Edgard Rodríguez
Los Diamondbacks de Arizona podrían necesitar mucho más que el carácter fuerte y el estilo agresivo de Wally Backman para escapar de la mediocridad que los persiguió a través de todo la campaña pasada.
Después de bajarle el copete a los Yanquis en el 2001, para convertirse en la franquicia que más rápidamente alcanzaba un título, Arizona se vino de bruces contra el piso este año y perdió 111 juegos.
Ahora han dado las riendas del club a Backman, un ex camarero de fiera personalidad, que ayudó a los Mets a coronarse en 1986 contra Boston. Será el cuarto mentor de un equipo que apenas irá a su octava temporada.
Tras iniciar con Buck Showalter, Arizona contrató más adelante a Bob Brenly, quien los guió al título ante los Yanquis, pero fue despedido este año y reemplazo por Alfredo Pedrique. Ahora es el turno para Backman.
Backman nunca ha dirigido en las Grandes Ligas pero tiene sólidos antecedentes como timonel en las Menores. De modo que su éxito dirigiendo jóvenes, lleva a la lectura que Arizona podría entrar a una fase de reconstrucción, basada en sus nuevos valores.
“No hay reconstrucción. Vengo a ganar”, dijo Backman en conferencia de prensa, sin embargo las deudas de los Diamondbacks y lo despoblado que luce su plantel, supone que no hay otra opción que sacrificar el presente pensando en el futuro.
Y parte de ese sacrificio podría ser deshacerse de Randy Johnson, cuyos 17 millones de dólares de salario, son una gran carga que el equipo no está en capacidad de soportar. Y no hay que olvidar que Johnson ya tiene 41 años y es mejor prevenir.

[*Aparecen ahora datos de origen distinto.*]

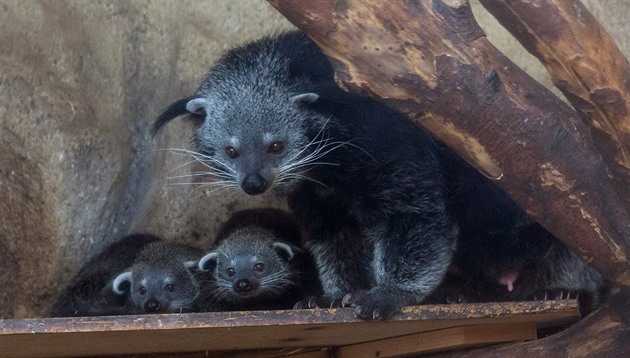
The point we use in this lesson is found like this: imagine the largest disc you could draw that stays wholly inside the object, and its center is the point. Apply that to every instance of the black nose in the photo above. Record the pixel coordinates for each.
(152, 305)
(243, 285)
(254, 184)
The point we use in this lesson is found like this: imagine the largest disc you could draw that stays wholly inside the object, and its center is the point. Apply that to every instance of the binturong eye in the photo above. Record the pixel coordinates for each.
(231, 152)
(276, 148)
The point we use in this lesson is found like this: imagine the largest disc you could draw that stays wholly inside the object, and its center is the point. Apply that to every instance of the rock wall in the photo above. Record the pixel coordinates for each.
(80, 84)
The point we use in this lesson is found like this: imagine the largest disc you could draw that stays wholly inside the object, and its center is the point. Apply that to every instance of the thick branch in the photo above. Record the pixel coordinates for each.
(585, 64)
(430, 60)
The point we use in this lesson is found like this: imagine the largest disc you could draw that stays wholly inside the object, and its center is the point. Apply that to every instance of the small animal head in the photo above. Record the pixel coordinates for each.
(155, 289)
(257, 127)
(254, 269)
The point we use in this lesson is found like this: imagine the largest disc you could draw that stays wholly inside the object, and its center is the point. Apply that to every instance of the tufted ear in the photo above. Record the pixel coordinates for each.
(285, 251)
(304, 99)
(176, 109)
(198, 106)
(208, 262)
(122, 283)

A la vez, un canje por Johnson, que sigue siendo atractivo para varios de los principales equipos de las Mayores, podría permitirles obtener algunos prospectos que contribuirían a la conformación del equipo del futuro.
La experiencia más reciente en cambios para Arizona no fue muy halagüeña. Soltaron a Curt Schilling y Boston les entregó a Casey Fossum, Brandon Lyon, Jorge de la Rosa y Michael Goss, ninguno de los cuales hizo algo significativo.
Sin embargo, tendrán que intentarlo con Johnson, quien va al último año de su contrato. Pero más allá de lo que decidan con Randy, una cosa es clara: ese equipo necesita una severa transformación, considerando además que Backman no es propiamente Batman.